Text: Matthew 22:41-46

Now while the Pharisees were gathered together, Jesus asked them a question, saying, "What do you think about the Christ, whose son is He?" They *said to Him, "The son of David." He *said to them, "Then how does David in the Spirit call Him 'Lord,' saying, 'THE LORD SAID TO MY LORD, "SIT AT MY RIGHT HAND, UNTIL I PUT THINE ENEMIES BENEATH THY FEET”? If David then calls Him 'Lord,' how is He his son?"  And no one was able to answer Him a word, nor did anyone dare from that day on to ask Him another question. (NASB)
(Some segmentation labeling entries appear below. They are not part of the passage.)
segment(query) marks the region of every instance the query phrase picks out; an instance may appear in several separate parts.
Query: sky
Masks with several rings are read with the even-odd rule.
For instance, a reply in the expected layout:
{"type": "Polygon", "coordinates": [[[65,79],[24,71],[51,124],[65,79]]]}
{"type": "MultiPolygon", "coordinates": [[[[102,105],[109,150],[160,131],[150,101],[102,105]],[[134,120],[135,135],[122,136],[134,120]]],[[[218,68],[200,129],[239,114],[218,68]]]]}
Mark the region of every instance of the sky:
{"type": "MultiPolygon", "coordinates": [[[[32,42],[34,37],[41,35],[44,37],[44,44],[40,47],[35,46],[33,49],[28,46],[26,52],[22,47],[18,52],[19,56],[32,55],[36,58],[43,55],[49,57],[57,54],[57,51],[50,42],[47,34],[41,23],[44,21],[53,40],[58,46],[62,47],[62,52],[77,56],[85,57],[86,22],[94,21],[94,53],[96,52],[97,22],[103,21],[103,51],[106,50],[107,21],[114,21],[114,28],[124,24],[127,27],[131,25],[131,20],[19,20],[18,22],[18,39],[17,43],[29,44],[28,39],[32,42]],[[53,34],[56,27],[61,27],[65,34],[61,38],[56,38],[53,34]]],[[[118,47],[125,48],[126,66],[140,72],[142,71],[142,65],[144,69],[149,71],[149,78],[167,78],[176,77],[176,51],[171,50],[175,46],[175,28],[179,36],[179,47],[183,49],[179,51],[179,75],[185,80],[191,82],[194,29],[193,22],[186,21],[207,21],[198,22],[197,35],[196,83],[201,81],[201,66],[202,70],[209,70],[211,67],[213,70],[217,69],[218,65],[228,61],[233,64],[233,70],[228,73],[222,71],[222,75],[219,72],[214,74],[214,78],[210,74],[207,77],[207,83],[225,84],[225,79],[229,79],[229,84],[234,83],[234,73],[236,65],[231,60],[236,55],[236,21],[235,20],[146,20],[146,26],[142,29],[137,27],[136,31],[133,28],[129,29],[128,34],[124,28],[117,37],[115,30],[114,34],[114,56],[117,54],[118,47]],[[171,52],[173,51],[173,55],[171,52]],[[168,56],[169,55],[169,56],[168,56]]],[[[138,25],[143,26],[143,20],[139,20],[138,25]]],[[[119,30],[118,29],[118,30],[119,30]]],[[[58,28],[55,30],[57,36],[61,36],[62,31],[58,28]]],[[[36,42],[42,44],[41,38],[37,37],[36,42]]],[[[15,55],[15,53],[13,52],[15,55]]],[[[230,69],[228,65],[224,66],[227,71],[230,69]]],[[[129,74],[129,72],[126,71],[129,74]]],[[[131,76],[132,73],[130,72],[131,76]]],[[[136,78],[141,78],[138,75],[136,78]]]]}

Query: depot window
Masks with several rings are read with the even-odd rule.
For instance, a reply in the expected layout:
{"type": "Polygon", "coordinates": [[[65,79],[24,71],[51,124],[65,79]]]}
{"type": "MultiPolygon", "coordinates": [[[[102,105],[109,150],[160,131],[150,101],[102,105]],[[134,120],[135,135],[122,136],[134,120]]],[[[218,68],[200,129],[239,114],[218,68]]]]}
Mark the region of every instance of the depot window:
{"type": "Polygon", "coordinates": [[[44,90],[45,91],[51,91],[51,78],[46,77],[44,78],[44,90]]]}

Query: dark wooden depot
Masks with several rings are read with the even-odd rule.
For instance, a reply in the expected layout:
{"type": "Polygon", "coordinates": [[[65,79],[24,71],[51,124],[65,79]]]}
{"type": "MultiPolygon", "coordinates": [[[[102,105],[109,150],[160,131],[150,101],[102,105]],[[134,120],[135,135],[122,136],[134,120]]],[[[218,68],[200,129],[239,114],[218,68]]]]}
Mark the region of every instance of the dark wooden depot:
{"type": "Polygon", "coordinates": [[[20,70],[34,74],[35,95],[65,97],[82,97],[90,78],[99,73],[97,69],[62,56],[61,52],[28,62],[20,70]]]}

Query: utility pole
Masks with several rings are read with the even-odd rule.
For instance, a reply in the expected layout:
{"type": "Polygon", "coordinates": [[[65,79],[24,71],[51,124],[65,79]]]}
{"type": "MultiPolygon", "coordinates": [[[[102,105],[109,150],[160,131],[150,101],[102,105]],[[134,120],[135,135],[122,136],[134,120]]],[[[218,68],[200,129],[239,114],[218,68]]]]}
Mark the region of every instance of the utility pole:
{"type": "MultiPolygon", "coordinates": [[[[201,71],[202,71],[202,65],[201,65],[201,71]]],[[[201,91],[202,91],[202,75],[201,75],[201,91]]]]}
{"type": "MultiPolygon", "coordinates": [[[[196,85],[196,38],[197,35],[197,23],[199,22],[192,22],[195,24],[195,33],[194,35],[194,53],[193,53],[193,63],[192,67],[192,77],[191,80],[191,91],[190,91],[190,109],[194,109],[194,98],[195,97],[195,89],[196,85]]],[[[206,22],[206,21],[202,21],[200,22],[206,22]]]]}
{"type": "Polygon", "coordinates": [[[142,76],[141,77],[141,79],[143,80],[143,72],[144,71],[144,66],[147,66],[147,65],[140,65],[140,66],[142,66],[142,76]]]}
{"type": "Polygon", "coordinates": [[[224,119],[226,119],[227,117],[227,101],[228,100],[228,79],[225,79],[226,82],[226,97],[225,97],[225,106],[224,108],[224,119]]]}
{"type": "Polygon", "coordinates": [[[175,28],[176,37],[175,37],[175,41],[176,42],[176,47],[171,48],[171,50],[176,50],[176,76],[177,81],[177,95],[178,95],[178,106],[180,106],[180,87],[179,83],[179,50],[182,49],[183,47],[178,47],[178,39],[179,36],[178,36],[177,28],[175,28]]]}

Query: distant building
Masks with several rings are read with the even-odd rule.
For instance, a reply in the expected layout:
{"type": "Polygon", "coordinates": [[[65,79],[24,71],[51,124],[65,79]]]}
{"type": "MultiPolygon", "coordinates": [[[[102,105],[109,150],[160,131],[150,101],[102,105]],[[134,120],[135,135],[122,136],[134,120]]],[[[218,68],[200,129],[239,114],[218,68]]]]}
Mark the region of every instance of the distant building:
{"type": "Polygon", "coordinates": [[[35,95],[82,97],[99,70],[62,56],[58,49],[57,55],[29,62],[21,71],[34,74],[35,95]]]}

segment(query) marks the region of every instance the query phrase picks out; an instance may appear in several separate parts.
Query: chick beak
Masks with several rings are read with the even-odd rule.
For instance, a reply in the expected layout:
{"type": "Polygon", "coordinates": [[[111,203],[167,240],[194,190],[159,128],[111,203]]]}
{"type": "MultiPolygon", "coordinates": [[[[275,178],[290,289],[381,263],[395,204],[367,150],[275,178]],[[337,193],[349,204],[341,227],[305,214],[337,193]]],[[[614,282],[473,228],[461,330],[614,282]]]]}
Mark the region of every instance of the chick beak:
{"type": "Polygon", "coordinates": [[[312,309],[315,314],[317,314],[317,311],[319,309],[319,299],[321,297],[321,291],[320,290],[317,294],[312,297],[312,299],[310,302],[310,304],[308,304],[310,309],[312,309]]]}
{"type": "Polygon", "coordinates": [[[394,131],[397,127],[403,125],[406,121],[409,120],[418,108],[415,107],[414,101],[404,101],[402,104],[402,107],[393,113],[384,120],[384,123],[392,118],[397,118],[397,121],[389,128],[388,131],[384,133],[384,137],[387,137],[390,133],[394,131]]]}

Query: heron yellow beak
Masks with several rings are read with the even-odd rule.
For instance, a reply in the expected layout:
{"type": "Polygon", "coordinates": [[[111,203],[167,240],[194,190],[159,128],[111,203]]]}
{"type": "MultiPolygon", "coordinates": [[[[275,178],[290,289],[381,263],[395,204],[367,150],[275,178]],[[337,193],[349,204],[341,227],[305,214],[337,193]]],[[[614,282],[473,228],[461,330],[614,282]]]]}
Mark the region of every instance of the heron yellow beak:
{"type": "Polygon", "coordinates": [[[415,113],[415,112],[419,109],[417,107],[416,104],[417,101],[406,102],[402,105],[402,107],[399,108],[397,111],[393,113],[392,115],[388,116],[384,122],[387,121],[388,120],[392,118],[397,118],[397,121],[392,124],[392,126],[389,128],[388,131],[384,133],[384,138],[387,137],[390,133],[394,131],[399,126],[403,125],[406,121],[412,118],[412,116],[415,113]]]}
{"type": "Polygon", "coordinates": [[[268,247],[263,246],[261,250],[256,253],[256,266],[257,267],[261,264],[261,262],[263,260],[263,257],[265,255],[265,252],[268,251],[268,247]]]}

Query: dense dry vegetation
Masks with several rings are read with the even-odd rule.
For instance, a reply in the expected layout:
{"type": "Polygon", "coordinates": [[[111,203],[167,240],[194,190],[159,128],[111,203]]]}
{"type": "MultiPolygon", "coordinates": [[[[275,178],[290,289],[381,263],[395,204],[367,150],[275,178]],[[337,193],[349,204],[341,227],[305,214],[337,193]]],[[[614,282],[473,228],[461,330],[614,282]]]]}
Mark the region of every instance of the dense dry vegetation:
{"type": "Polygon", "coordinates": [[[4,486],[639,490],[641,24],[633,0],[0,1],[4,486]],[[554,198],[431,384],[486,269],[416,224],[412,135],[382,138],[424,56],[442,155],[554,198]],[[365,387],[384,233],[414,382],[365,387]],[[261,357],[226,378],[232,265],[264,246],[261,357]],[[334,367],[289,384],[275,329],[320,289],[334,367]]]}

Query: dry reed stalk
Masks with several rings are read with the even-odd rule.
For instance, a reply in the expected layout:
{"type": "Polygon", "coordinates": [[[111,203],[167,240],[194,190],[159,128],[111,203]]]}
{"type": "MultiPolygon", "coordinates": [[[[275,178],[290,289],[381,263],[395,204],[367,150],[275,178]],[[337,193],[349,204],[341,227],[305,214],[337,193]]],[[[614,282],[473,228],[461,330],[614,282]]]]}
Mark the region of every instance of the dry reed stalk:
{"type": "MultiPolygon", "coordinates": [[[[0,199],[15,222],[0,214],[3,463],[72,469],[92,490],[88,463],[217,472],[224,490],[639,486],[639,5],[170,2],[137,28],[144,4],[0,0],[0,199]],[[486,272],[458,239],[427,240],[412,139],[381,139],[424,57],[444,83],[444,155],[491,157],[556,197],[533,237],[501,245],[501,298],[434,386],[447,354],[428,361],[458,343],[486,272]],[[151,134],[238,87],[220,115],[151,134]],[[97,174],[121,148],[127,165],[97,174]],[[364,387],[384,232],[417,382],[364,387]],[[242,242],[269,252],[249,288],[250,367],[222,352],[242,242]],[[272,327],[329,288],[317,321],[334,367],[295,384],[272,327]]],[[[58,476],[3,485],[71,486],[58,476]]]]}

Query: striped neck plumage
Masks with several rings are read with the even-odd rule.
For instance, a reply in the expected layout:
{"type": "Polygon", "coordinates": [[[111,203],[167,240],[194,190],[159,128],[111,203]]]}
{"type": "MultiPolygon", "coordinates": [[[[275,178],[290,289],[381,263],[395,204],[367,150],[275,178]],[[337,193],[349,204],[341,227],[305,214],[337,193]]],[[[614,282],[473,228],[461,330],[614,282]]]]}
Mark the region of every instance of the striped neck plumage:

Jesus took the offensive!  Instead of answering questions, he asked the Pharisees two related questions.  To us, Jesus’ questions dealt with Jewish realities concerning the Christ we rarely think about and do not particularly find interesting.  To those who received the questions, it quickly said, “You do not know as much as you think you do!  You are not as smart as you think you are!”

Jesus had come to the big city and the experts!  He might wow the country people, but he was no match for them.  But the simpleton for whom they had no respect revealed their ignorance.  Sometimes the only way to silence critics is to reveal their ignorance.  People protect their arrogance at any costs!

We miss the powerful point if we do not understand a then longstanding reality.  (1) An inferior called a superior “lord.”  (2) A king called no human—certainly not a son—lord.

First question: Jesus, “From whom does the Christ descend?”  Pharisees, “He descends from King David.”  Second question: Jesus, “Why did King David call his descendant “Lord” in Psalm 110?”  The Pharisees did not even attempt to answer Jesus’ question.

The question was unanswerable without one insight: the Christ would be divine as well as human.  The Pharisees did not have that insight.  Therefore, to them the question was unanswerable.  Such simply could not happen if the Messiah was merely the physical descendant of David and nothing more.

After Jesus’ answers and the unanswerable question, questioning ended.  Questions—no matter who asked them—were not the way to discredit Jesus.  All that happened was his credibility increased.

Suggestion for reflection: What question would you ask Jesus?  (Read 1 Corinthians 3:16-23.)